Well, there are a number of problems here. The biggest one is that Stars and Bars is rarely useful in computing probabilities. That's because the patterns they count are generally not equi-probable. Also, the whole problem seems ill-posed. Are we meant to assume that the location of each chip follows a uniform distribution independent of all other chips? I wouldn't have thought that was an obvious assumption. Fine if you want to assume it, of course, but in that case it should be stated explicitly. — lulu, Oct 06 '24 at 14:10
Why do you think treating the chips as indistinguishable is wrong? — Stefan, Oct 06 '24 at 14:28
@lulu, yes, that was my concern with stars and bars. The other solution I considered (which others have suggested) was inclusion-exclusion. Alternatively, I think a recursion formula can be set up. Thanks — TheorVHP, Oct 08 '24 at 13:48

score 3 · Answer 1 · answered Oct 06 '24 at 17:40

Here are three more approaches based on the chips being allocated independently of the other chips, uniformly chosen from the cookies.

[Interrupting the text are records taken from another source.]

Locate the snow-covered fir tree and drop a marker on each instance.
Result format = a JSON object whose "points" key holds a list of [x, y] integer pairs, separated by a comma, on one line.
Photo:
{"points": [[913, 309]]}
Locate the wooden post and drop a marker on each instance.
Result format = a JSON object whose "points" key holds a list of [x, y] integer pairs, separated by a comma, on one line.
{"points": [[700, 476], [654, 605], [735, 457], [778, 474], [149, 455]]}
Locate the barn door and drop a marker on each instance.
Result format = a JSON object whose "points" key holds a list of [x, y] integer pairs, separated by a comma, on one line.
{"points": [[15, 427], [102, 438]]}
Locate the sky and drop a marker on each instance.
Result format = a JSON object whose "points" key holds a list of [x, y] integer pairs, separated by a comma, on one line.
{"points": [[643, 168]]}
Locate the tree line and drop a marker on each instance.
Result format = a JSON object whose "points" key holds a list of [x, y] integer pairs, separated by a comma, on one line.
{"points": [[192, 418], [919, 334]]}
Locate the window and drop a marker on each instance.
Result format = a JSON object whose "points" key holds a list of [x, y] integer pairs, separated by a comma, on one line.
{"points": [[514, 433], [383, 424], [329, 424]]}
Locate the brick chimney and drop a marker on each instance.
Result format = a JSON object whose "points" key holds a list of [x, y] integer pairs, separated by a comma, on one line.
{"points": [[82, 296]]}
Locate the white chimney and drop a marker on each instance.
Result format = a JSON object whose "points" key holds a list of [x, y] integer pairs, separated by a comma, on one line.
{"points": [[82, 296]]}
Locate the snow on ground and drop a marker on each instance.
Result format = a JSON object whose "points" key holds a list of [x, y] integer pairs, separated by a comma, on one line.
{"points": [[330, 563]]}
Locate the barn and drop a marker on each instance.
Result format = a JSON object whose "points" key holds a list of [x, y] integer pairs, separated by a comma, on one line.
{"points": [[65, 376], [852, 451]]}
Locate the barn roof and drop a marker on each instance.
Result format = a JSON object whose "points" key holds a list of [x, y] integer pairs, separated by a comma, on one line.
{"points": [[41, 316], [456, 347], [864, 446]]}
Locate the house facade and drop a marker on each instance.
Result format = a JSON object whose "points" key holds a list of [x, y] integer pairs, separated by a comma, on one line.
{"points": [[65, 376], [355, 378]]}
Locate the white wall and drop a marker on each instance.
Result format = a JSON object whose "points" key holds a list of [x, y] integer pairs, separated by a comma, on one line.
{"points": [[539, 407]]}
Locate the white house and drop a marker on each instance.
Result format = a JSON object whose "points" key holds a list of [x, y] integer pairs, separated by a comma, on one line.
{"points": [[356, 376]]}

Method 1: The probability all $n$ cookies have at least one chip is $S_2(n,100) \dfrac{100!}{100^n}$ where $S_2(n,100)$ is a Stirling number of the second kind. You want the smallest $n$ which makes this at least $90\%$. Unfortunately this does not make things much easier as calculating $S_2(n,100)$ is not easy - you might use recursion or inclusion-exclusion, but then you save no time compared to doing so directly.

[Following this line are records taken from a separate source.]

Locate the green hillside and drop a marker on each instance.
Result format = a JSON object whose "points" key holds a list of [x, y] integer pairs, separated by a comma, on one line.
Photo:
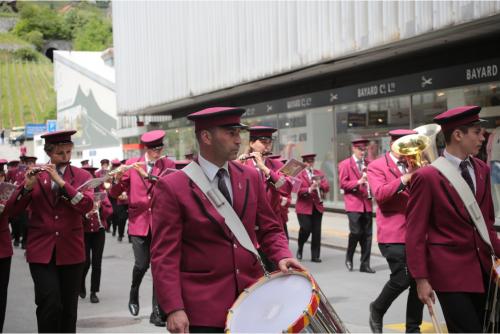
{"points": [[26, 91]]}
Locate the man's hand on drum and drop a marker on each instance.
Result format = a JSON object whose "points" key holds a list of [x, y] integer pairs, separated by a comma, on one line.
{"points": [[290, 263], [177, 322]]}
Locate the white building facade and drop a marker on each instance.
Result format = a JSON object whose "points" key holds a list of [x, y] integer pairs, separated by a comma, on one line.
{"points": [[86, 102], [322, 72]]}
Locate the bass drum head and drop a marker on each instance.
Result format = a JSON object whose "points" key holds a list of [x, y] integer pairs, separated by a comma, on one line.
{"points": [[273, 305]]}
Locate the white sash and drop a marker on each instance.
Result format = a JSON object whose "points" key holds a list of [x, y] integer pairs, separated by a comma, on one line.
{"points": [[220, 203], [464, 191]]}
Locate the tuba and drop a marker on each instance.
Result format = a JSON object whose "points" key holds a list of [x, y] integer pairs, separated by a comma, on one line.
{"points": [[418, 149], [430, 130]]}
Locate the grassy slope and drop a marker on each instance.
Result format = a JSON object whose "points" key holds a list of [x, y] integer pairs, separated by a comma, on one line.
{"points": [[26, 91]]}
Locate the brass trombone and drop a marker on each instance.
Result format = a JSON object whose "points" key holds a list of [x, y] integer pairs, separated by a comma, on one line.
{"points": [[418, 149]]}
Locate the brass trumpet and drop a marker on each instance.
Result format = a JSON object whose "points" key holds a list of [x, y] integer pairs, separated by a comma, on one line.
{"points": [[35, 170], [123, 168], [248, 156], [411, 148], [421, 148]]}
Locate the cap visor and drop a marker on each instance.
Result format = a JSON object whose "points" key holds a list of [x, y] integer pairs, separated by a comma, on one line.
{"points": [[236, 126]]}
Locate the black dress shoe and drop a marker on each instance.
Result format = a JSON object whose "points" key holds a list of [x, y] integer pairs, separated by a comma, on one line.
{"points": [[375, 320], [156, 319], [83, 293], [366, 269], [133, 302], [348, 265], [93, 298]]}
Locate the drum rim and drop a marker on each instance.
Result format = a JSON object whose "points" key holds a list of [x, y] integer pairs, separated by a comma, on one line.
{"points": [[301, 322]]}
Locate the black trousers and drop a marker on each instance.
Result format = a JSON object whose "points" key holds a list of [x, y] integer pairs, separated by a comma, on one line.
{"points": [[120, 217], [310, 224], [399, 281], [56, 295], [463, 311], [94, 247], [19, 227], [4, 285], [141, 247], [360, 231]]}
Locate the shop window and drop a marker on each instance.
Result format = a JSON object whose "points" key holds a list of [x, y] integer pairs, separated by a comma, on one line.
{"points": [[310, 131], [371, 120]]}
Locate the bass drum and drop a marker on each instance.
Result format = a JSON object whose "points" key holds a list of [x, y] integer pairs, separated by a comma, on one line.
{"points": [[278, 303]]}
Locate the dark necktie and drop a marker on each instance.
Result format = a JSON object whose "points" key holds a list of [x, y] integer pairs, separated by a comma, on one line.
{"points": [[151, 164], [402, 164], [55, 186], [222, 185], [466, 175], [360, 165]]}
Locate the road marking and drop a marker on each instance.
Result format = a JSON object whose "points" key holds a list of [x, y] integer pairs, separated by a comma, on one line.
{"points": [[425, 327]]}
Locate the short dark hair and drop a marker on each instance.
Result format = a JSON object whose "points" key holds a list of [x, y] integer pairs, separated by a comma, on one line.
{"points": [[462, 128], [49, 147]]}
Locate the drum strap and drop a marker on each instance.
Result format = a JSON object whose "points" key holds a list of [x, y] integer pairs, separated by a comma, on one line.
{"points": [[220, 203], [468, 198]]}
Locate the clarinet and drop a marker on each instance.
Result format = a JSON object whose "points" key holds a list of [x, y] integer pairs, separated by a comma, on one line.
{"points": [[368, 191]]}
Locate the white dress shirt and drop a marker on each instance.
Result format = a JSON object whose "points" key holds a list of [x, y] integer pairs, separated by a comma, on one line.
{"points": [[211, 170], [356, 163], [456, 162]]}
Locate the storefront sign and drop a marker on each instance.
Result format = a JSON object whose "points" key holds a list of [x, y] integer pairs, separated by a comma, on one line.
{"points": [[460, 75]]}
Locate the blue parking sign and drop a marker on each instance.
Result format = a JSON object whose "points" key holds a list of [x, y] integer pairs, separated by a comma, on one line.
{"points": [[51, 125]]}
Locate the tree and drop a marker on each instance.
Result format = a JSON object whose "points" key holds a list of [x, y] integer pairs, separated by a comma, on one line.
{"points": [[95, 35], [42, 19]]}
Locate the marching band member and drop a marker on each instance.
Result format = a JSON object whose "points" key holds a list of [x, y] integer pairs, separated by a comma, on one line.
{"points": [[55, 250], [20, 222], [94, 226], [199, 267], [2, 170], [138, 183], [445, 252], [6, 253], [104, 168], [277, 184], [285, 201], [11, 175], [120, 208], [388, 178], [309, 206], [358, 204]]}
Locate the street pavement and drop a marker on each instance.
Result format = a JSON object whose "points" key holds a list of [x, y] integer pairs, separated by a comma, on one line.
{"points": [[349, 292]]}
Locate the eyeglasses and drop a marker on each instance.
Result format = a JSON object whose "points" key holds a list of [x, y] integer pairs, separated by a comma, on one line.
{"points": [[157, 149]]}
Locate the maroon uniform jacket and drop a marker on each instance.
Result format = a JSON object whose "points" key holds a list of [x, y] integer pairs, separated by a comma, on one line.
{"points": [[5, 237], [442, 243], [139, 192], [196, 262], [355, 195], [56, 222], [276, 186], [91, 223], [306, 201]]}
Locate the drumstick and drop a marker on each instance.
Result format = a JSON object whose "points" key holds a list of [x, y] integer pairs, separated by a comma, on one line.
{"points": [[435, 323]]}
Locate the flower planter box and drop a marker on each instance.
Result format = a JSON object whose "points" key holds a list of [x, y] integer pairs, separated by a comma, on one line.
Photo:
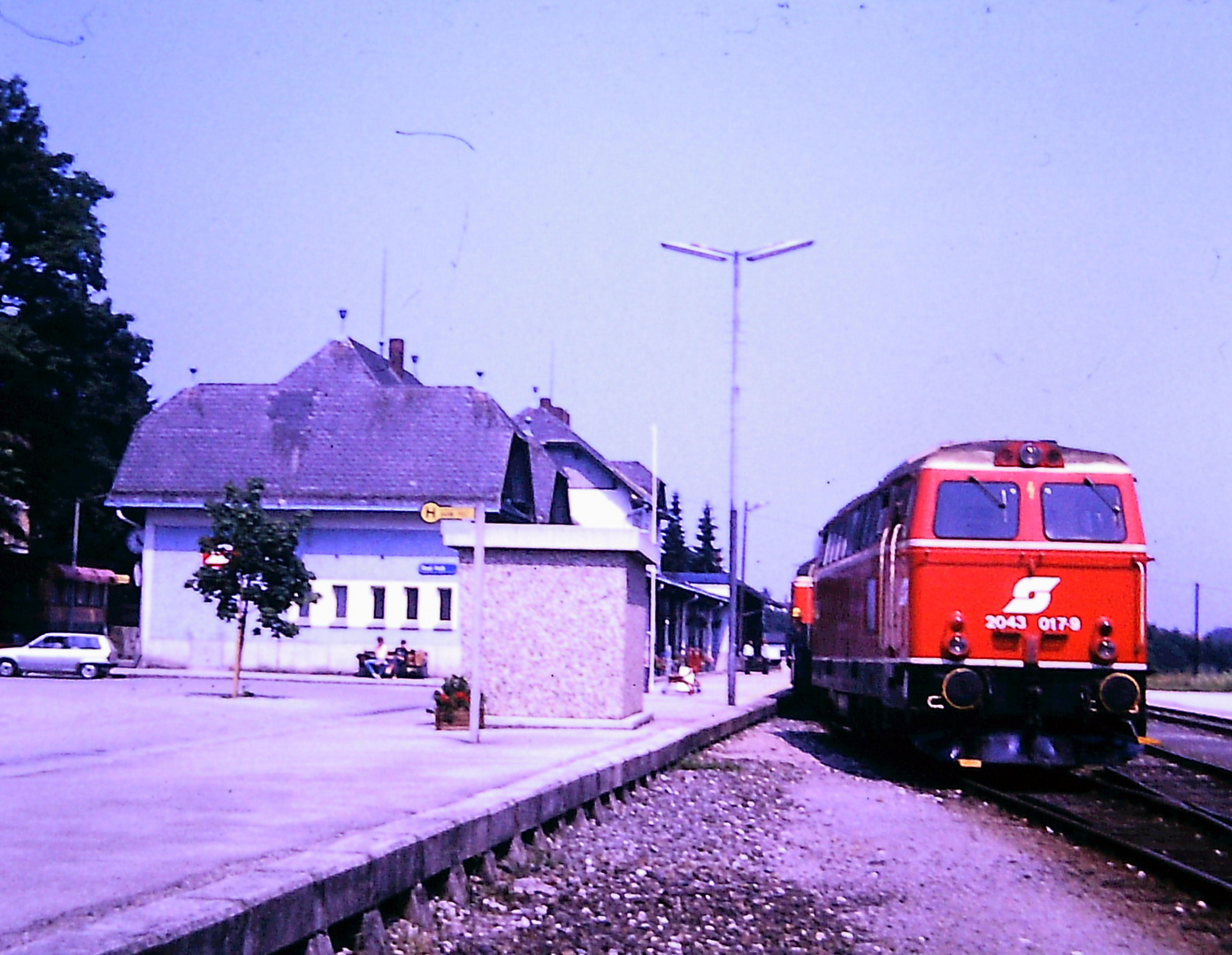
{"points": [[457, 717]]}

Method 2: Suppose $p(n,k)$ is the probability that exactly $k$ cookies have at least one chip after distributing $n$ chips among the $100$ cookies. Then, by thinking about the probability that the next chip goes to an already chipped cookie or to an unchipped cookie, and you have the recursion $$p(n,k)= \frac{k}{100}p(n-1,k)+ \frac{100-k+1}{100}p(n-1,k-1)$$ starting with $p(0,0)=1$ and $p(0,k)=0$ for $k\not=0$.

If you put this into a spreadsheet, and drag the formula far enough, you will find $p(682,100)=0.899499$ and $p(683,100)=0.900456$, so you need $n \ge 683$.

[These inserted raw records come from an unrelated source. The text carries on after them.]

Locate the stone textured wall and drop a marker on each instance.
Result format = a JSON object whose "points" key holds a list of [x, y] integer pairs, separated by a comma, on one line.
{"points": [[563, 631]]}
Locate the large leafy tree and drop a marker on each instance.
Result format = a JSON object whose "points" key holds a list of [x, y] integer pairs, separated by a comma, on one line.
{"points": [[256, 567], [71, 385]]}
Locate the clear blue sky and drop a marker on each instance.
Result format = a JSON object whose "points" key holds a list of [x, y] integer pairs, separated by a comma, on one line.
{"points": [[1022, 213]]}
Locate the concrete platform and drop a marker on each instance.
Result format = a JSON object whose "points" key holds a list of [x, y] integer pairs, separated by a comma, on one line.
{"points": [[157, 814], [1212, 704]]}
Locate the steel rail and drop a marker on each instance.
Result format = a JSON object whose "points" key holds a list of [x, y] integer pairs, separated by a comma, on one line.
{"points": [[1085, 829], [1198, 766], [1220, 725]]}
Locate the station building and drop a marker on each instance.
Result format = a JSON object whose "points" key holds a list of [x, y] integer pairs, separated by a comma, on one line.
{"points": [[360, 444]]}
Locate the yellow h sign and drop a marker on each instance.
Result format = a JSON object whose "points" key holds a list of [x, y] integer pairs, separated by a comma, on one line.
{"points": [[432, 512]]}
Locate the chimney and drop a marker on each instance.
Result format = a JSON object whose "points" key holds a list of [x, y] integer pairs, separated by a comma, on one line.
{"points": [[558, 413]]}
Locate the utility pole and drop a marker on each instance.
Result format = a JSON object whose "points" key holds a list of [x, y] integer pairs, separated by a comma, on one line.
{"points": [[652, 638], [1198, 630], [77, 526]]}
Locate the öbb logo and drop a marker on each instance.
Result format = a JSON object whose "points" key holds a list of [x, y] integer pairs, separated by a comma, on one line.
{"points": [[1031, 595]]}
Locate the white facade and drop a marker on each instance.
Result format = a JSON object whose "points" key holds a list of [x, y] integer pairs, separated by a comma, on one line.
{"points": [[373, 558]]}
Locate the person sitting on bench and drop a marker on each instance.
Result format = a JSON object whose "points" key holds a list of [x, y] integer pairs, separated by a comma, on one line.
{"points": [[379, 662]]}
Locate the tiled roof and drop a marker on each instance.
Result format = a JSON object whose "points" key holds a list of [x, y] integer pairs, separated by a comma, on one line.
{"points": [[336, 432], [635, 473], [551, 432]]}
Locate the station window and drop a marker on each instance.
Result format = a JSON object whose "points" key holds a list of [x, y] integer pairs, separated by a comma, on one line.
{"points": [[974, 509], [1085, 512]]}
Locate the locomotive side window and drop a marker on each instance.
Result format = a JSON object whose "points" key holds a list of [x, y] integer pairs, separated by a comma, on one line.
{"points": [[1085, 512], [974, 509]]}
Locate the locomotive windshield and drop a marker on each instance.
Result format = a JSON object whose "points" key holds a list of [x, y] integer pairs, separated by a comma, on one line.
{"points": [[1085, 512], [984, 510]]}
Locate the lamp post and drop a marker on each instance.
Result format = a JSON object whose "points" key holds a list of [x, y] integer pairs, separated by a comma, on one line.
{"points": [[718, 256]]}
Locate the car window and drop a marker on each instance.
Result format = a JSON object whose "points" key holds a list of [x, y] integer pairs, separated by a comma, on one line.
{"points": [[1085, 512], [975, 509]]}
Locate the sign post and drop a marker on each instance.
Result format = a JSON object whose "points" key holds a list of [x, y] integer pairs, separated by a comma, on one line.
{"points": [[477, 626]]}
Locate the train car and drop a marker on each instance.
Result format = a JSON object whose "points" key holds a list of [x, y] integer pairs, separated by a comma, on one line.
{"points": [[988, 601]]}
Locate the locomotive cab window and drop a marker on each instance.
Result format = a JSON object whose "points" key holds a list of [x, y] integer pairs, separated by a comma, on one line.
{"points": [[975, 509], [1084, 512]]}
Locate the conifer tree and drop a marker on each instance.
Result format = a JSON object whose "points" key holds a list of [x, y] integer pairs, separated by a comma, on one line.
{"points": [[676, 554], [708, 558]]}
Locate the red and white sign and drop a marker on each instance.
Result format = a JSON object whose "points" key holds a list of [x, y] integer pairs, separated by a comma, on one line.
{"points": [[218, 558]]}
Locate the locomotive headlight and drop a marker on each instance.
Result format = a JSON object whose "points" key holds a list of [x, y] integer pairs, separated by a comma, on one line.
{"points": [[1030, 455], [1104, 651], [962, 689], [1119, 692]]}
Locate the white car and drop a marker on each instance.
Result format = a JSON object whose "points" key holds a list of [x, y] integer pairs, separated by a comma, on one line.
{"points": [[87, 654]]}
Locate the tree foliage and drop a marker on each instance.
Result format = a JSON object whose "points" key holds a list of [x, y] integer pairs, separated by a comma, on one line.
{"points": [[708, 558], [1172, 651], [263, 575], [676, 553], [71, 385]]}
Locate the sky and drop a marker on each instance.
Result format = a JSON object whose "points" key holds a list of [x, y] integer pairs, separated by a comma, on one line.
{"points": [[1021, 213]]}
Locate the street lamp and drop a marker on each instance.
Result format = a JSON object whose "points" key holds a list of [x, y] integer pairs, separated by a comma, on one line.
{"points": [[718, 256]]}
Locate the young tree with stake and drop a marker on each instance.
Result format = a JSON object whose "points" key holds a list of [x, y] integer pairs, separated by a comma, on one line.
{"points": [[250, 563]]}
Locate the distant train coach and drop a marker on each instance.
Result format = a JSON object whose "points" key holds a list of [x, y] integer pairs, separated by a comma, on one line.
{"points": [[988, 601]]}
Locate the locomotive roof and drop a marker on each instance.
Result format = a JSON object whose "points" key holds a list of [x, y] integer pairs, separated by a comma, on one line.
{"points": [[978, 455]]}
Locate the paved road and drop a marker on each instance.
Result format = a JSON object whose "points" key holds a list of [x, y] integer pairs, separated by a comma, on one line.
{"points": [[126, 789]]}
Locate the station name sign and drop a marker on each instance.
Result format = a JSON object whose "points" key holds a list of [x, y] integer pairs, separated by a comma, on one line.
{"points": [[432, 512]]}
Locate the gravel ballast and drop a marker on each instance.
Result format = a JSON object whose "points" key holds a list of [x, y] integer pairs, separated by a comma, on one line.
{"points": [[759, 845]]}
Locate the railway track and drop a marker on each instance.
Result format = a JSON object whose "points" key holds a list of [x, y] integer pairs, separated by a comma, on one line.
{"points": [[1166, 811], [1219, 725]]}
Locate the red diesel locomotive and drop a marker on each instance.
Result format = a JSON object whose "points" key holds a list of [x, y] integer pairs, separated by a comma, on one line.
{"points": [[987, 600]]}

Method 3: As an approximation, if you falsely assume that the number of chips on each cookie is independent of the numbers on the other cookies, then with $n$ chips the probability a particular cookie has at least one chip is $1- (1-\frac1{100})^n$ so the probability all the cookies all have at least one chip is about $\left(1- (1-\frac1{100})^n\right)^{100}$.

If you want this to be at least $90\%$, then this suggests you need $n$ to be at least about $\dfrac{\log(1-0.9^{1/100})}{\log (1-\frac1{100})}\approx 682.17$ so at least about $683$. This approximation suggests a probability for $n=683$ of $0.900786$ so close to the more precise result of method $2$.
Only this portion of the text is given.